Optical deformability is in general a function of time due to the viscoelastic nature of cells. Here, the cells were stretched for t = 1 s. A more detailed analysis of the rheological behavior shows that this timescale exploits both elastic and viscous contributions to deformability in this cell type (Wottawah et al., 2005). With better resolution of the deformation, the cells should be distinguishable already after fractions of seconds, which would allow higher measurement rates in general. On the other hand, this quantifiable difference in optical deformability is already evident after measuring only 30 cells each, a tiny fraction of the cells required for proteomic techniques. Thus, very high measurement rates as in fluorescence activated cell sorters (FACS) machines might not be required in the microfluidic optical stretcher for handling statistically sufficient sample sizes.

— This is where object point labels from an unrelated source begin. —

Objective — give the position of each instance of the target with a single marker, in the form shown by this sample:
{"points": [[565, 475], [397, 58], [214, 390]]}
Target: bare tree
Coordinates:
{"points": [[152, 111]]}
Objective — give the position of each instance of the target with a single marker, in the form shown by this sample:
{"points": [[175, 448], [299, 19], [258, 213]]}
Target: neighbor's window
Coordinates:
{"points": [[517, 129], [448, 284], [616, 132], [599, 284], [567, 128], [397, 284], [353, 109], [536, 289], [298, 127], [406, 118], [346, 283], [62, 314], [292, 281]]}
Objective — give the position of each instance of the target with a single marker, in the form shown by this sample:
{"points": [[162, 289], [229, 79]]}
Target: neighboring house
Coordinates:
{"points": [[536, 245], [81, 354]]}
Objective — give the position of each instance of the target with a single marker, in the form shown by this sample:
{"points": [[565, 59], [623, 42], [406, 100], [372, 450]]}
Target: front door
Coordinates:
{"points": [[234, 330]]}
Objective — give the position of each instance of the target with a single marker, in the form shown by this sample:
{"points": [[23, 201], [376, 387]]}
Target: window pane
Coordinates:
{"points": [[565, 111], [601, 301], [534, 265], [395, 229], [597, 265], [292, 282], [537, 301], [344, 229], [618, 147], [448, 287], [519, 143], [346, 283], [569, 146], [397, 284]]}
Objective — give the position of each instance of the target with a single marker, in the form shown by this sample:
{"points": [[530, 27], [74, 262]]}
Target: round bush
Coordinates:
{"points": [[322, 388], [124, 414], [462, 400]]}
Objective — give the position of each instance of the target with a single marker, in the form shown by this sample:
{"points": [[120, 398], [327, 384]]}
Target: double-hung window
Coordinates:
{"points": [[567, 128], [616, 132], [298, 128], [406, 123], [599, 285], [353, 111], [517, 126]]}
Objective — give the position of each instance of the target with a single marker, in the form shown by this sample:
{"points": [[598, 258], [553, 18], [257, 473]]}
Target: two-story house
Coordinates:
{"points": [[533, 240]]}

Since the optical deformability of cells, i.e., their displayed deformation for a given laser power, in general depends on both their mechanical properties as well as their optical properties, we determined the refractive index of the two cell populations. Fig. 3 shows the distribution of the refractive index, n^sub cell^, for BALB/3T3 and SV-T2 cells. They are almost identical. The numerical values are n^sub BALB^ = 1.3722 ± 0.0036 (mean and SD) and n^sub SV-T2^ = 1.3711 ± 0.0039, respectively. For all practical purposes, the two cell lines cannot be distinguished based on refractive index. Thus, the difference in optical deformability can be solely attributed to their mechanical properties. To this end, optical deformability can be equated with compliance.
Cytoskeleton of suspended mouse fibroblasts
The optical stretcher operates in an intrinsic noncontact mode on cells in suspension. Up until now, however, most research on the cytoskeleton of cells has been done on cells attached to a substrate or in contact with a material probe. To verify the existence and gain insight into the structure of the cytoskeleton in suspended cells, confocal microscopy was used to image F-actin in normal and malignantly transformed fibroblasts. As can be seen in Fig. 4, cells retain an extensive polymeric network even when in suspension and not attached to a substrate. The actin cytoskeleton features a dense cortical layer underneath the plasma membrane and an isotropic network throughout the cell body (see Fig. 4, A and B). It differs from the actin cytoskeleton in adherent cells by lacking stress fibers, which is consistent with the missing focal adhesions that usually serve as anchoring points. The microtubule network resembles the one found in adherent cells, with microtubules spanning the space between nucleus and cell membrane (see Fig. 4 C), but does not significantly contribute to a cell's interphase elasticity (Janmey et al., 1991; Rotsch and Radmacher, 2000).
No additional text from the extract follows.